揺られて眠れ



「臥龍がそなたの正体を怪しんでいるようだ。城内で将兵らに傷を負わせたのも、そなたの仕業ではないかと…」

「は…?何それ!言いがかりじゃないか!」

「だが、果たして…数多の秘密を隠し持つそなたが、臥龍の疑念を背けることが出来うるだろうか?」


無理だ、と即答する。
臥龍…諸葛亮、理由は分からないが、悠生は彼に不信感を抱かれてしまったらしい。
諸葛亮が相手では、身の潔白を証明する前に潰されてしまいそうだ。
勿論、事件に関与した覚えは無いし、理不尽としか言いようがない。


(…もしかしたら…、僕が黄忠どののところに連れてこられたのは…阿斗から引き離すため?)


左慈の目がスッと細められる。
悠生が、核心に気が付いたと悟ったのだ。
先程から左慈が言おうとしていたのは、きっとこのこと。
諸葛亮に危険視された、疑わしい子供を阿斗の傍に置く訳にはいかないのだろう。
たとえ双方の意志ではなくても、大人が決めたことに、子供が逆らうことは出来ない。

黄忠が養子にと言ってくれたのは、将来のために居場所を与えるだけではなく…悠生の立場が悪くなっても、黄忠の保護下に置き、きちんと暮らしていけるようにとの配慮でもあったのだ。
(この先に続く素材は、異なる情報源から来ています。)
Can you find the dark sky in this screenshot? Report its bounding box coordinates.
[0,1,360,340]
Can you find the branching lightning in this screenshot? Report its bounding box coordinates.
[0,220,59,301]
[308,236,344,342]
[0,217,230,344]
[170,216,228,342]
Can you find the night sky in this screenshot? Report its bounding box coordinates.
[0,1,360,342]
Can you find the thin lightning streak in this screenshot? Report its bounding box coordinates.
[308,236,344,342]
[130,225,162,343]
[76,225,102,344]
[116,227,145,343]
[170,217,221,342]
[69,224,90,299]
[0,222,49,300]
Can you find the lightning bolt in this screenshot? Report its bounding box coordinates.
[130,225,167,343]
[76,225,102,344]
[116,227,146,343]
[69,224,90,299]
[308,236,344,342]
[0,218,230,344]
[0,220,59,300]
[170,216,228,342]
「疑念を持たれるような僕は、阿斗の人生を狂わせることになる…そう思われているんですね。だから、左慈どのも諸葛亮どのも僕を追い出したいってことですか?」

「小生は、そなたの生きる理由を奪うつもりは無いのだ」

「そんなこと言ったって…なんにも残っていないじゃないですか!咲良ちゃんも美雪さんも、阿斗も…。黄忠どのだって…離れていったら、結局、僕はひとりぼっちだ…」


目を閉じて、耳を塞いでしまえば、完全なる闇の中に閉じ込められてしまう。
優しく声をかけてくれる誰かは居ない。
もう、光が射し込むことは無いのだと、恐れるばかりだった。

いくら前向きになって頑張ろうとしても、周りがそれを認めてくれなければ意味をなさない。
黄忠のことも…やっぱり、断った方が良いのだろうか。
自信など、持てるはずが無かったのだから。


「過去に、小生がそなたの前に姿を現したであろう?あれは紛い物…あれの発言を、鵜呑みにしてはならぬ」

「え!?過去って…いつ…?」

「そなたを懐柔しようという悪しき者が、上手く立ち回り、丸めこもうとしたようだ」


分からない。
いきなりそんなことを言われても…、あの時の話は嘘だから忘れなさい、だなんて、理解することも出来ない。
悪しき者が左慈に変装して現れた?
そう言われてしまったら、今此処に居る左慈を信じることだって出来ないではないか。
彼もまた、偽りの存在かもしれないと、疑わずにはいられない。